With this comment Suzanne Breen goes to the heart of what theses legal proceedings are all about. They are not about investigating the killings, much less about producing evidence for a potential court case. What appeared in the articles or the supporting notes is unlikely to constitute evidence or add to the information that the police already possess. Indeed, Suzanne has made the point the she has written a number of articles over the years containing interviews with paramilitaries - such as the one with UDA members who boasted of murdering a Catholic man – which drew no such attention from the police. The purpose of the current case is to censor and intimidate. It comes at a time when there is a great of sensitivity and concern over the stability of the settlement and the growth of republican groups.
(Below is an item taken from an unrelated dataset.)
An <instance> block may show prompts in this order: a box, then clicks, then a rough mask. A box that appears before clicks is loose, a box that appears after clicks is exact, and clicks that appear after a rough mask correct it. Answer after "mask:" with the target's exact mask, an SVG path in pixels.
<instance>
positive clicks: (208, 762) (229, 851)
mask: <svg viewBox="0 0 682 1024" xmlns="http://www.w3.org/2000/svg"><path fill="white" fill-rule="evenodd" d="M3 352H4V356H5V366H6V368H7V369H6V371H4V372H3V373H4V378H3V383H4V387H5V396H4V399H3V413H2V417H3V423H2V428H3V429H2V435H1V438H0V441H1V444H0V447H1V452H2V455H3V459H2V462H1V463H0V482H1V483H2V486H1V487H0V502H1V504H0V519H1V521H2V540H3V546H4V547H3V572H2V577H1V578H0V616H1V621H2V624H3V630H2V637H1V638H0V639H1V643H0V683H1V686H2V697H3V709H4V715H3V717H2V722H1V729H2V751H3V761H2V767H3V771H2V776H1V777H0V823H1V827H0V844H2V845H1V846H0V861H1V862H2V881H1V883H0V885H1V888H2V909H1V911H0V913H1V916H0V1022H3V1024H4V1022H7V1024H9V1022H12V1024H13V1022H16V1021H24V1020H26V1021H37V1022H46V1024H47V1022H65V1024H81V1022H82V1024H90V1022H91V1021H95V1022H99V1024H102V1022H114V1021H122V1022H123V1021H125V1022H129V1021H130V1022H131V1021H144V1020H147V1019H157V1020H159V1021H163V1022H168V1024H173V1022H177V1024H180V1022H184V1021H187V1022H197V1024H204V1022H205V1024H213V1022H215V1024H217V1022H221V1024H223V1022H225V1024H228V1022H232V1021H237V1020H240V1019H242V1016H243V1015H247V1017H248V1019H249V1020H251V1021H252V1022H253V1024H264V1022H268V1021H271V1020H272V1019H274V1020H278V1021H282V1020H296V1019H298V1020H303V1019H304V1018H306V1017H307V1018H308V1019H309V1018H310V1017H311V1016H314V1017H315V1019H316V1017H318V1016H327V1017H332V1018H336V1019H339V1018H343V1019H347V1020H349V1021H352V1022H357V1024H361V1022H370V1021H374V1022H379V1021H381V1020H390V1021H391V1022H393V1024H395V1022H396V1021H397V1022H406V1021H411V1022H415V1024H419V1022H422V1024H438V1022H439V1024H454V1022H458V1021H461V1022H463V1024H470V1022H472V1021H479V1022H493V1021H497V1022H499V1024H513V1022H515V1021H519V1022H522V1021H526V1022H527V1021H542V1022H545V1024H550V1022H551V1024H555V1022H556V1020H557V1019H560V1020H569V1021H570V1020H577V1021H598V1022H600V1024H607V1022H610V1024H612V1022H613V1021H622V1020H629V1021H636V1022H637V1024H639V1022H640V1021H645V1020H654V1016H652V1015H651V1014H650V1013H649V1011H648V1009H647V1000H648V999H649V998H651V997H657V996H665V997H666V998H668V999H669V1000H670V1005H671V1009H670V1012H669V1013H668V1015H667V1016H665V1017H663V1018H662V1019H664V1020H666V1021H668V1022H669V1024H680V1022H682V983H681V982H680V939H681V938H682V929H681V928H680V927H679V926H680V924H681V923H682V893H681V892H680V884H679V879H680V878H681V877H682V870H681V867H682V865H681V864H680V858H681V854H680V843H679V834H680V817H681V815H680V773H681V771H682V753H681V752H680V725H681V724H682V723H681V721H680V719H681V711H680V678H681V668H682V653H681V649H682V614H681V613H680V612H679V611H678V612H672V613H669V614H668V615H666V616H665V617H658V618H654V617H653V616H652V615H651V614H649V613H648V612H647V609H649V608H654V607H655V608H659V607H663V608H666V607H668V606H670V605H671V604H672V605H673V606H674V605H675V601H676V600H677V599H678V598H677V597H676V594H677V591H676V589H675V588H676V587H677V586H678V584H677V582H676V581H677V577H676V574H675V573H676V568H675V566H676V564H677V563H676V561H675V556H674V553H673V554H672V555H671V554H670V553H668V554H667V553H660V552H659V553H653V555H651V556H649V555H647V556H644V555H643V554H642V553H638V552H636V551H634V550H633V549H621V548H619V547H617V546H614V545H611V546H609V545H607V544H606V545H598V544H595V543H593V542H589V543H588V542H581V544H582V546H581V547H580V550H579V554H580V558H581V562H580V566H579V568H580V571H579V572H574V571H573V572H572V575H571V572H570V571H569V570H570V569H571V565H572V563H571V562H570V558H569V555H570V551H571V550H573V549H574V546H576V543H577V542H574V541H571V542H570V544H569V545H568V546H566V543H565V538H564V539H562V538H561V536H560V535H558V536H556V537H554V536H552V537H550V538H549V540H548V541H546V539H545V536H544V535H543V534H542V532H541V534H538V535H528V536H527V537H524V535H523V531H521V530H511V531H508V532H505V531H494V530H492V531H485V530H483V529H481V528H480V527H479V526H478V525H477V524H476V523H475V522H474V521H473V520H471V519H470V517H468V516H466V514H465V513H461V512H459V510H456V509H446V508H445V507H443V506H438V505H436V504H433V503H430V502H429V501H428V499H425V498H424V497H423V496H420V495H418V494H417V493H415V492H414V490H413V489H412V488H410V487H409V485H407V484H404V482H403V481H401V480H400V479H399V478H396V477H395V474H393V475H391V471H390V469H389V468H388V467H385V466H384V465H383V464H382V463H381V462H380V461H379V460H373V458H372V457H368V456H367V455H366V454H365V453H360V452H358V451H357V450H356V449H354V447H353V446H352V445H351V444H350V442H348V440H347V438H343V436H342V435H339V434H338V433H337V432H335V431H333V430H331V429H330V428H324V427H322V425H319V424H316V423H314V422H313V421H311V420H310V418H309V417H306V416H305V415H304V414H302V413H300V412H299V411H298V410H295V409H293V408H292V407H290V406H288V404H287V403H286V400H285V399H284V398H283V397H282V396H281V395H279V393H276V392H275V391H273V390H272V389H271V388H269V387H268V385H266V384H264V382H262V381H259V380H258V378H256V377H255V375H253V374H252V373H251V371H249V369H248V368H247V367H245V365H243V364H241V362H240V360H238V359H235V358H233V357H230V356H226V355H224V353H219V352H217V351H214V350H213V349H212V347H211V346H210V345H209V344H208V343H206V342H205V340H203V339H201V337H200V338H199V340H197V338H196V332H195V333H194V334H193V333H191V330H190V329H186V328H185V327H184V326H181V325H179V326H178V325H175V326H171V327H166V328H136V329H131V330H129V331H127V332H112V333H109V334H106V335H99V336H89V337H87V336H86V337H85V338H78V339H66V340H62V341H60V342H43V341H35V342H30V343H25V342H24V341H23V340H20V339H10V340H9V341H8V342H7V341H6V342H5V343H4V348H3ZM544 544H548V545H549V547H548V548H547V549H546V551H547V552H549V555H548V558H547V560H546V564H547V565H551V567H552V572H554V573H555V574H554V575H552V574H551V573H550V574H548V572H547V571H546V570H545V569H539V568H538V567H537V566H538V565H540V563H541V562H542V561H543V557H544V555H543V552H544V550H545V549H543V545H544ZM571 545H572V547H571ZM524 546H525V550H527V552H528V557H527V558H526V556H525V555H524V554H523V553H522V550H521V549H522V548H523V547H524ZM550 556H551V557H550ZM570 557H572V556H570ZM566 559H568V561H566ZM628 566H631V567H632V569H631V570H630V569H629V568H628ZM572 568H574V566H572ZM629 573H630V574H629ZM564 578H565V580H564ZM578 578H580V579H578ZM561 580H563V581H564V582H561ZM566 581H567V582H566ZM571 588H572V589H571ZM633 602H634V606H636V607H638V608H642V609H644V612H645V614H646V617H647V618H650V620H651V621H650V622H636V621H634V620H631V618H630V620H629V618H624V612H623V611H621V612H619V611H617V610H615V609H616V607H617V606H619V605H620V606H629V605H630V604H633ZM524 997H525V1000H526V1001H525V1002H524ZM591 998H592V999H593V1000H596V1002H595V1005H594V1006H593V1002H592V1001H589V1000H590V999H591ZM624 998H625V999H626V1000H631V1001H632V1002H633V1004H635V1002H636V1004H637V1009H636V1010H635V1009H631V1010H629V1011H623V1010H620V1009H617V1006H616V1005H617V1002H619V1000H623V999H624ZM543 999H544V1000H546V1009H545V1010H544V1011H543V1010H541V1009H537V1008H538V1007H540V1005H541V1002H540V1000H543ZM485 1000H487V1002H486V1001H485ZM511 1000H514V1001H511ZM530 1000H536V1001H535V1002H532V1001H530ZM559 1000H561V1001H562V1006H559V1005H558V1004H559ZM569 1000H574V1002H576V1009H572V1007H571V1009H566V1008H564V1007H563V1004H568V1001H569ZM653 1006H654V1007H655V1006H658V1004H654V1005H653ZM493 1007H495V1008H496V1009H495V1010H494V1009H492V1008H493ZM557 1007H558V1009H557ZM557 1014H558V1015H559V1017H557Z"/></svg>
Suzanne Breen is coming under pressure because she is one of the few journalists who take a more sceptical view of the peace process, particularly the role of Sinn Fein, and write articles that quote republican sources. In the repressive atmosphere following the killings of security force personnel such independent journalism cannot be tolerated.

Indeed, in the attempt to browbeat the media, it is Sinn Fein that has led the charge. It was Martin McGuinness who co-singed a letter with the DUP First Minister complaining to the proprietor of the Belfast Telegraph about the paper’s “negative” coverage of the Executive. In a more threatening tone McGuinness has lambasted what he called ‘dissident journalists’, accusing them of giving succor to the Real IRA. In a political environment where a Sinn Fein leader is standing shoulder to shoulder with the chief constable, denouncing republicans as traitors and vowing to support whatever is required to defeat them, is it such a surprise that an off message journalist should find herself in court facing a possible prison sentence of five years.

After the recent legal proceedings Suzanne Breen said it was quite disgraceful what was happening “when there is meant to be a new dispensation." But the fact is what is happening to her is just one manifestation of the repression that is part and parcel of the new dispensation. So alongside the harassment of journalists, there is 28-day detention and moves to re-introduce super grass trials – all of which are backed up by a politicised security apparatus and judicial system. But there is hope that in the Suzanne Breen case at least such repression isn’t insurmountable. The case of Ed Maloney, her predecessor as the Sunday Tribune’s northern editor, who faced similar legal action over articles he wrote on the role of state agents in the murder of solicitor Pat Finucane, shows that a determined campaign that garners widespread support can succeed.